Я не стал объяснять ей, что решение высших сфер непредсказуемо, и мне остается только ожидать, скрестив пальцы, благоприятного решения.
В тот день мы впервые не говорили о планах. Мы смеялись, болтали, гуляли по набережной. Ольга казалась беззаботной и абсолютно счастливой. Что же до меня – я никогда не испытывал такого чувства. Все мои заботы вдруг ушли на задний план, казались нереальными и далекими. Маньчжурия, Сибирь – все это вдруг подернулось дымкой, превратившись в нечто сказочное и отдаленное, как рассказы про пещеру Али-Бабы.
Чудесный вечер завершился такой же упоительной ночью.А наутро меня ждала записка на серебряном подносе, оставленная половым. Тонкий лист дорогой бумаги с гербом и несколько строк, выведенных изящным женским почерком. Писала графиня Полонская. Она благодарила за спасение и робко напоминала о своей просьбе – обсудить условия возвращения фамильной драгоценности.
– Тебя снова ищет твоя графиня, – с легкой, притворной ревностью заметила Ольга, заглядывая мне через плечо. – Кажется, ты становишься самым популярным мужчиной в Петербурге.
– Боюсь, ее интересует не я, а сапфиры, – усмехнулся я. – Что будем делать?
– Пригласим ее на обед, – решила Ольга. – Негоже гнать от дома просящего. Да и любопытно мне на нее взглянуть. Что она предложит взамен своих драгоценностей?
Я написал ответ, что мы с супругой будем ожидать ее сиятельство завтра, во втором часу пополудни, в модном «Кафе де Пари» на Невском. Место было выбрано не случайно: нейтральное, респектабельное, но не слишком формальное. Идеальное место для деликатной беседы.
Мы с Ольгой прибыли в «Кафе де Пари» чуть раньше. Графиня Полонская явилась минута в минуту, и не одна. Ее сопровождал высокий, щеголевато одетый гвардейский офицер с надменным лицом – ее брат, назвавшийся Александром.

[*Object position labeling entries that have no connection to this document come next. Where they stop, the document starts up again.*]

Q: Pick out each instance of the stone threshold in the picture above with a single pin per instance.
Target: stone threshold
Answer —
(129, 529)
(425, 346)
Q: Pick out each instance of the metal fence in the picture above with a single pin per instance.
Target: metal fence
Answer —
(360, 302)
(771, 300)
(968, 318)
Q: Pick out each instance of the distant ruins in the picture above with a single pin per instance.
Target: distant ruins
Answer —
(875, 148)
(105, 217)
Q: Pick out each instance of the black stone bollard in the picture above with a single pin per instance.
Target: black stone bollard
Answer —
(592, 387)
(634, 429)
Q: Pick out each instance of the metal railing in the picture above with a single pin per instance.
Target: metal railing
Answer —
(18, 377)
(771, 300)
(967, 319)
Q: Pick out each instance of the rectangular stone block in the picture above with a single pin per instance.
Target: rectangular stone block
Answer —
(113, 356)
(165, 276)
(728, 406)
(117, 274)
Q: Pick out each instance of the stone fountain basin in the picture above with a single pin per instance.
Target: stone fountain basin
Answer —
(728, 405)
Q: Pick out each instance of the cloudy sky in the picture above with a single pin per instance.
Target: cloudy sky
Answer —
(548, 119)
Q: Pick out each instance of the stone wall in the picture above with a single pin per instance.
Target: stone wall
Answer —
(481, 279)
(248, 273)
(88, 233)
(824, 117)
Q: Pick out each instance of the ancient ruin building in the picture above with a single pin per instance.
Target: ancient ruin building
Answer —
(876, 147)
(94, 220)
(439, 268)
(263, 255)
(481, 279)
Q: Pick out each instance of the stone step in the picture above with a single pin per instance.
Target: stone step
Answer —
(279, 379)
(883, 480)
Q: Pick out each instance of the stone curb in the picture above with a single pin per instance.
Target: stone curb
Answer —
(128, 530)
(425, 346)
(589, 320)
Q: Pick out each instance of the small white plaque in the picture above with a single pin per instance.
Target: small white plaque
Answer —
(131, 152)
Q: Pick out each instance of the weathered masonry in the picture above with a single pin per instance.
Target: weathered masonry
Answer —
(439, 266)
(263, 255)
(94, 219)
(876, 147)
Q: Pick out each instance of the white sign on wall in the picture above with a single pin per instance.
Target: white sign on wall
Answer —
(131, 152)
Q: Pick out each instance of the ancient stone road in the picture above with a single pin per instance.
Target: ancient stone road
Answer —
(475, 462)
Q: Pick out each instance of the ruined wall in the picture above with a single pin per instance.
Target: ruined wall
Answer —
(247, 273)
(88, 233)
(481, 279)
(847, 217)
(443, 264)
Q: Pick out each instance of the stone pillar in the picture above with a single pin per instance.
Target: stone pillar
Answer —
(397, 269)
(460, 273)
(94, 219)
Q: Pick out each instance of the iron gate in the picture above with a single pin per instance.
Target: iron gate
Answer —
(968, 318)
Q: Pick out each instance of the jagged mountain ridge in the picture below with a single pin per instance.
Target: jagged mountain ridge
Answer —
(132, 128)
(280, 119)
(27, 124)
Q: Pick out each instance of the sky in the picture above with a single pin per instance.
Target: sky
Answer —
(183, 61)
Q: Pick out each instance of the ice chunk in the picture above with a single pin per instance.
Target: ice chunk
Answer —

Он с порога попытался взять быка за рога.
– Сударь, – начал он, едва представившись, – моя сестра оказалась в затруднительном положении… Мы пришли договориться об отсрочке.
– Отсрочки не будет, – ответил я холодно. – Я скоро уезжаю из Петербурга. В Сибирь. Надолго. Вопрос нужно решать здесь и сейчас.
– Да как вы смеете отказывать моей сестре⁈ – вспылил гвардеец. – Вы хоть знаете, с кем говорите⁈
– Знаю, – я посмотрел ему прямо в глаза. – С людьми, которые просили меня о милости. А когда её получили, заговорили по иному. И потому я бы советовал вам сбавить тон!
Он осекся, поняв, что тут, как говорится, «коса нашла на камень».
– У нас… у нас сейчас нет таких денег, господин Тарановский, – вмешалась графиня, и в ее голосе звенело отчаяние. – Но честь семьи… я не могу ее потерять… Есть… есть другое решение.
Она сделала паузу, собираясь с духом.
– У нас остался старый дом. Он… он в сильно запущенном состоянии, а кроме того – заложен-перезаложен. Но даже с учетом ужасного состояния и долгов, он стоит этих денег. Возьмите его в обмен на колье!
Я молчал, ошеломленный этим предложением. Недвижимость в Петербурге? В мои планы это никак не входило. Но что-то в этом предложении – какая-то смутная, еще не оформившаяся идея – меня зацепило.
– Я хотел бы его увидеть, – медленно произнёс я.
– Казанская улица – это недалеко от Невского! – с надеждой ответил гвардеец.
– Тогда поедемте, – решил я. – Немедленно!
Мы ехали на двух извозчиках – я с Ольгой, а в другой пролетке – графиня со своим братом. Дом на Казанской оказался огромным, мрачным особняком старой постройки, зажатым между двумя доходными домами. Он был страшен. Штукатурка обвалилась, обнажив темный кирпич, несколько окон на втором этаже были выбиты и зияли черными дырами, а парадное крыльцо, поросшее мхом, угрожающе накренилось.
– Боже, какая разруха, – прошептала Ольга.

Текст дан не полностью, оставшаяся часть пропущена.